Department of Chemistry, Acharya Nagarjuna University, Guntur-AP, India.
Natsol Laboratories Private Limited, II Floor, Research & Development Building, Ramky Commercial Hub, J. N. Pharmacity, Visakhapatnam-AP, India.
Curr Top Med Chem. 2019;19(9):662-682. doi: 10.2174/1568026619666190305124954.
Hispolons are natural products known to possess cytoprotective, antioxidant and anti-cancer activities. We have found recently anti TB activity in these compounds. Efforts were made to optimize the structure with bioisosteric replacement of 1,3-diketo functional group with the corresponding pyrazole and isoxazole moieties.
The goal of this paper is designing new hispolon isoxazole and pyrazole and the evaluation of their biological activities.

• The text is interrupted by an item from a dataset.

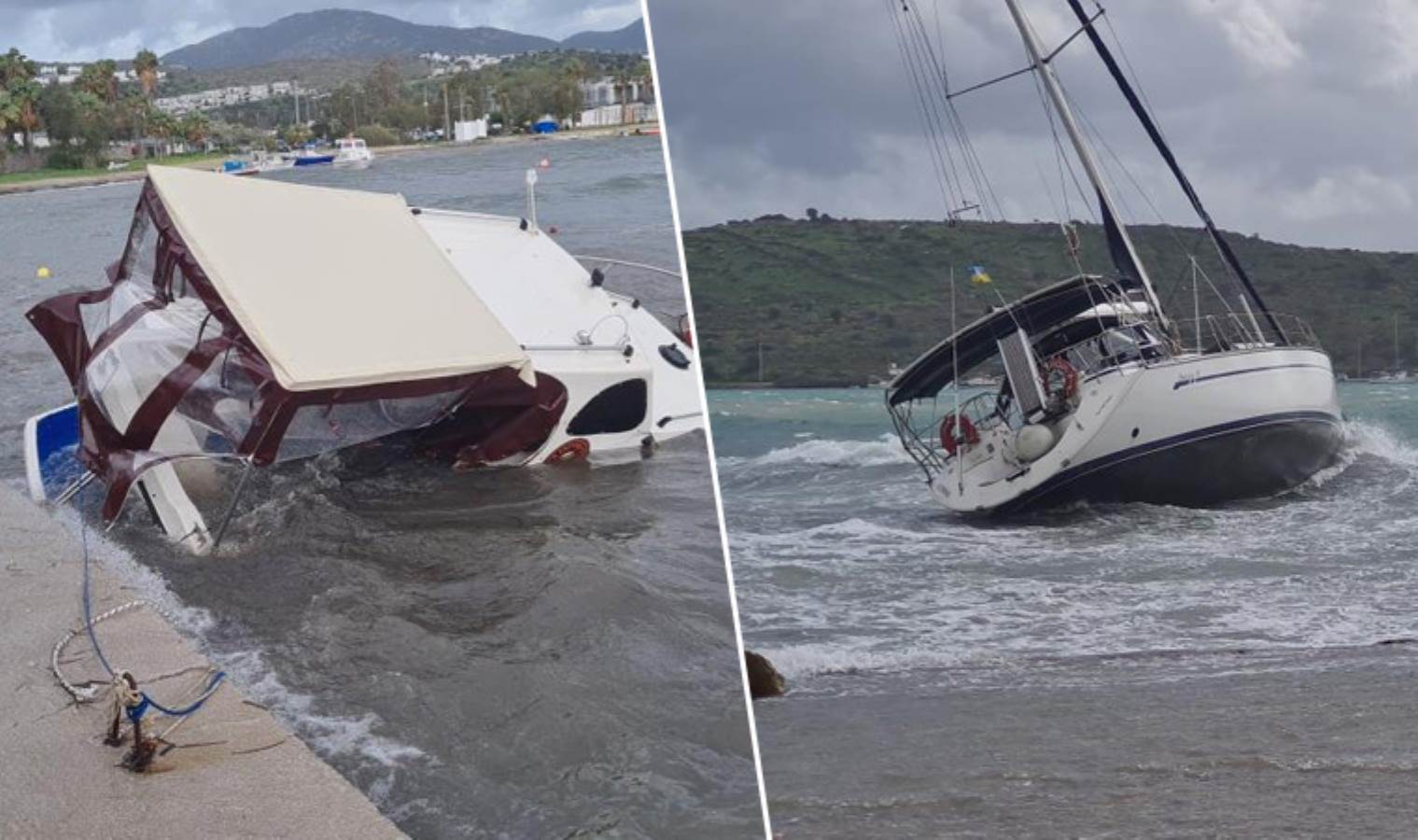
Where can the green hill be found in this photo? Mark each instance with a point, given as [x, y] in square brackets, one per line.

The designed compounds were prepared using classical organic synthesis methods. The anti- TB activity was evaluated using the MABA method.

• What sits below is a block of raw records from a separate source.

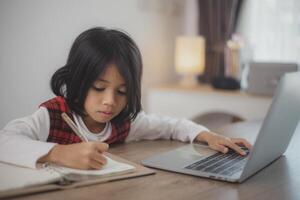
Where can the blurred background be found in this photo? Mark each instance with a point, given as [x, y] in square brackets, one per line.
[36, 36]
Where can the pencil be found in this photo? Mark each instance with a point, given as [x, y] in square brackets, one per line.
[72, 125]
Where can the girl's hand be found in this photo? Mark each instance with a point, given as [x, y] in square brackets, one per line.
[222, 143]
[84, 155]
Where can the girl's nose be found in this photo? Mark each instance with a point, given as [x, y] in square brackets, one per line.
[109, 98]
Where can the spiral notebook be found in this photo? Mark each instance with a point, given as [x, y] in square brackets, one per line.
[16, 180]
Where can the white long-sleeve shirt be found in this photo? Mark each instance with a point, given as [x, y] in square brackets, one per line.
[23, 141]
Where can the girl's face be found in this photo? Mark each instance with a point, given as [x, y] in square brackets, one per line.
[105, 99]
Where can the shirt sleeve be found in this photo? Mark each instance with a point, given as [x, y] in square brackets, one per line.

A total of 44 compounds were synthesized (1a- 1v and 2a-2v) and screened for anti TB activity and antibacterial activity. The compounds 1b and 1n showed the highest potency with MIC 1.6µg/mL against M. tuberculosis H37Rv.
Bioisosteric replacement of 1,3-diketo functional group in hispolons with pyrazole or isoxazole rings have resulted in potent anti TB molecules. Docking simulations of these compounds on mtFabH enzyme resulted in a clear understanding of bioactivity profiles of these compounds. Docking scores are in good agreement with the anti TB activity obtained for these compounds. Computational studies and in vitro screening results indicate mtFabH as the probable target of these compounds.
Hispolon 是一种天然产物,已知具有细胞保护、抗氧化和抗癌活性。我们最近在这些化合物中发现了抗结核活性。我们努力通过用相应的吡唑和异噁唑取代 1,3-二酮官能团来优化结构。
本文的目的是设计新的 Hispolon 异噁唑和吡唑,并评估它们的生物学活性。
使用经典的有机合成方法制备设计的化合物。采用 MABA 法评价抗结核活性。
共合成了 44 种化合物(1a-1v 和 2a-2v),并对其抗结核活性和抗菌活性进行了筛选。化合物 1b 和 1n 对结核分枝杆菌 H37Rv 的抑菌活性最强,MIC 为 1.6µg/mL。
用吡唑或异噁唑环替代 Hispolon 中的 1,3-二酮官能团得到了具有高效抗结核活性的分子。这些化合物对 mtFabH 酶的对接模拟结果清楚地表明了这些化合物的生物活性特征。对接评分与这些化合物的抗结核活性一致。计算研究和体外筛选结果表明 mtFabH 可能是这些化合物的靶标。